Mortality was showing on his face again. I had thought he was mountainous and majestic, but he was a mountain on the verge of being washed away, eaten and eaten by an unrelenting sea of time, until there was nothing there but crumbs at the shore. He did not meet my eye, his white hair falling over his brow. He stared at the pit. It was too big. He could easily have fit inside with her. 

“You died when she died,” I said. 

He threw the shovel on the ground and turned away, traipsing back inside. He returned quickly, Ommutta’s fragile body in his hands, looking like a bramble of broken branches. Juni trailed after him, red-eyed, wiping her nose with the back of her hand. Sonvinya lowered the body into the grave. I almost wondered if he might lay there with her, and allow us to bury him. But he climbed out. He and I began the slow, bitter task of replacing the mud. I did not know if it was day or night, or if the passage of hours even mattered anymore. The light was sickly, pale and blue, like a corpse.

Ommutta was buried, and we stood around her grave. 
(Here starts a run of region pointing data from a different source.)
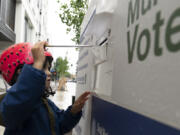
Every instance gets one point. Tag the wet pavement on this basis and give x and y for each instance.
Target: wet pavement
(62, 98)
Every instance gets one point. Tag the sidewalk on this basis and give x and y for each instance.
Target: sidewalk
(62, 98)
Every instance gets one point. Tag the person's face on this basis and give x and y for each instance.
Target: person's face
(48, 75)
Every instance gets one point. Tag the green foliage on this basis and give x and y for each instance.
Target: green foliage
(61, 67)
(72, 14)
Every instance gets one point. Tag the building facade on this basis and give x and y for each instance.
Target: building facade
(22, 21)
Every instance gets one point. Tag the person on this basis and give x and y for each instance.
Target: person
(25, 109)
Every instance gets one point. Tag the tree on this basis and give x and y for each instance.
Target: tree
(72, 14)
(61, 67)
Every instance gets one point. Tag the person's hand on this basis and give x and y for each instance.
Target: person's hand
(38, 54)
(79, 103)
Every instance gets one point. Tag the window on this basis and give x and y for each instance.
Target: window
(10, 13)
(27, 31)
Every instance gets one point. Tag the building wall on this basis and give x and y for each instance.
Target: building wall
(31, 15)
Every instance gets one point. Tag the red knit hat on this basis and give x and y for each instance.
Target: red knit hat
(14, 56)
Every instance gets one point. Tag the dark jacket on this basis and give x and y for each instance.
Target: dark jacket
(24, 112)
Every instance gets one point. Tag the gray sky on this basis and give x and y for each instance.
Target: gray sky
(58, 36)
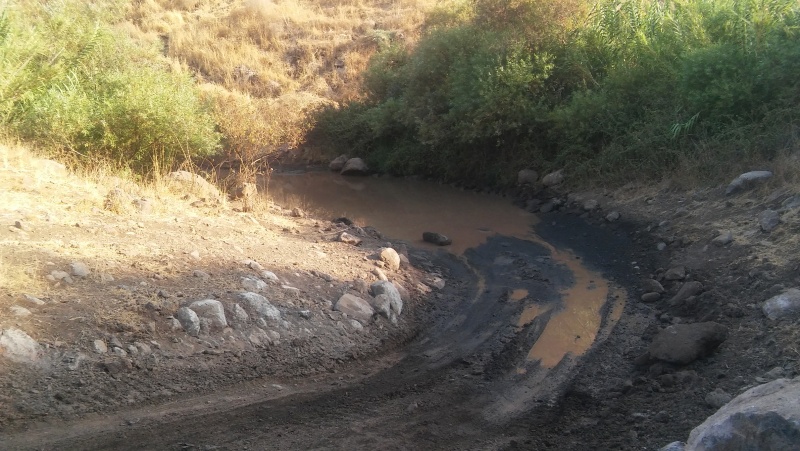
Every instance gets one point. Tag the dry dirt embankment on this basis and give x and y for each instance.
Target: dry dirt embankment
(94, 273)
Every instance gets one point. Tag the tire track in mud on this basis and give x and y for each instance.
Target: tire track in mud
(456, 386)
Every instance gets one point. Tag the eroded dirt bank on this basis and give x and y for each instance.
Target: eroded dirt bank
(452, 371)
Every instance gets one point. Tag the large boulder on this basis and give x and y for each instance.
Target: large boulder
(764, 417)
(784, 305)
(391, 258)
(388, 289)
(260, 305)
(355, 166)
(436, 238)
(212, 310)
(355, 308)
(189, 321)
(747, 180)
(684, 343)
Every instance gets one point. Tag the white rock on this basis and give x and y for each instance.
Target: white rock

“I want to say a few words,” Juni declared, wiping her nose again. “Ommutta, I love you. And I’m going to miss you. ” 

She looked at me, and I swallowed. I don’t know why I couldn’t muster tears. I think I was just very tired. “Ommutta, you lived a long and complicated life. I wish we’d had the chance to know you better. I will always remember you.”

“Do you want to say anything, Sonvinya?” Juni demanded. 

“He can’t speak.” 

Sonvinya knelt over the grave and placed a hand in the mud. He patted it, straightened, and then walked away. Past us and our little house, beyond our fence, straight into his open property, into his little hut. Juni shrugged, and I tugged her back. We retreated to our own home, where I washed myself the best I could with a pail of water. The vessel with broth was still there, as was the thick duvet, the storybook, and Sonvinya’s muddy footprints.

We huddled in bed, promising each other we were too sad to sleep, and yet drifted off anyway, worn-out and warm. When we awoke, Ommutta was still dead, and the morning was bright. Juni curled on her side, weeping, but I stepped outside, my limbs sore but aching for activity. 

This time I went past our fence. I crossed over to Sonvinya’s house. Maybe we could eat together again. Maybe he could teach us how to cook his strange food; Ommutta’s food. But his door was ajar, and his home was empty. It did not have much: just a few pots and pans and a bed. But he had many books, in a language I could not read. 

“Sonvinya?” I called, glancing around. He was not there, of course. He told me so yesterday. He died when she died. 

I picked up a book, its strange script, its inky illustrations. It was too late now to learn what the words meant.